People going to work in the 3600 Market Street building in University City may encounter any number of unusual things in the lobby.

There might be abstract paintings based on the rate of community COVID infections, or an artist’s exploration of the gut microbiome. The space had been an early adopter of augmented reality. The air in the lobby was once infused with experimental scents.

For decades, the corner of the lobby has served as the home of Esther Klein Gallery, featuring these kinds of science-based artwork.

Right now, the lobby features pigs. Artist Heather Dewey-Hagborg has created an operatic documentary about xenotransplantation, exploring the ethics of genetically engineering pigs so their hearts can be harvested for people.

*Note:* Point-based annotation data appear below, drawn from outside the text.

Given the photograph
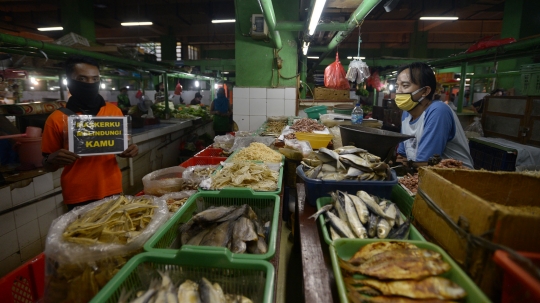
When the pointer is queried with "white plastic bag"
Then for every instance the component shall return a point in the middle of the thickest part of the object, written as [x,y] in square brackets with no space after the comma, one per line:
[162,181]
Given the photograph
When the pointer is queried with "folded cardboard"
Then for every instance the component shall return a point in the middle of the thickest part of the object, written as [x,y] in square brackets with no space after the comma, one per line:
[503,207]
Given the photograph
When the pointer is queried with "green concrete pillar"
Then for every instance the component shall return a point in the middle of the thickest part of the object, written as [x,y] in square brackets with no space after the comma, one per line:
[521,19]
[418,43]
[78,17]
[168,46]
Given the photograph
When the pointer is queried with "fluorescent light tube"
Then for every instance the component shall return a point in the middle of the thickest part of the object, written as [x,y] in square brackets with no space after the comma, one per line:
[315,16]
[305,47]
[135,23]
[439,18]
[224,21]
[48,29]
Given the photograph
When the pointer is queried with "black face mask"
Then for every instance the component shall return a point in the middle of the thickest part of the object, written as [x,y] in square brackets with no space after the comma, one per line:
[85,96]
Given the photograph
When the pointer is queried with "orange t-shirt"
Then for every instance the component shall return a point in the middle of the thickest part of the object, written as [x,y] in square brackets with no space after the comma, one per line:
[90,177]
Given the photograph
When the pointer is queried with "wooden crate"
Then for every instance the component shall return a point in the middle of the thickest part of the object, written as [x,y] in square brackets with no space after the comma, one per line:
[323,93]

“It’s like a new strain of pig,” says Dewey-Hagborg in the film’s voiceover narration. “It’s called Pig 3.0.”

Her lines are repeated and augmented by opera singers. The artist asked
composer Bethany Barrett to set the film to music. Selected phrases
culled from interviews with scientists serve as the libretto.

“Hybrid: an Interspecies Opera” is having its premiere at the Esther Klein Gallery. The approximately 20-minute film is screening on a loop inside a darkened room built into the lobby of 3600 Market. It can be viewed anytime during gallery hours, which are 9 a.m. to 5 p.m. Mondays through Saturdays.

It is one part of a small retrospective of Dewey-Hagborg’s work, “Closer Than Your Family,” which also includes a love virus that can replicate the hormonal chemicals generated by being in love (an actual engineered virus, but never tested on a person), and 3D printings of people’s faces based on the genetic information in their DNA.

“Closer Than Your Family” is the final exhibition in 3600 Market. After the show closes Dec. 16, the Esther Klein Gallery will be gone.

Since 1976, the gallery, named after its original benefactor and founding director Esther Klein, has driven the art programs of the University City Science Center, a hub for science innovation and entrepreneurship spread across several buildings. The gallery moved into 3600 Market shortly after it was built in 1989.

Curator Angela McQuillan said the art program of the Science Center will re-establish itself in 2024 under a different, still undetermined name, across the street at 3675 Market Street, a newer building finished in 2018 with a larger ground-floor community space called the Quorum.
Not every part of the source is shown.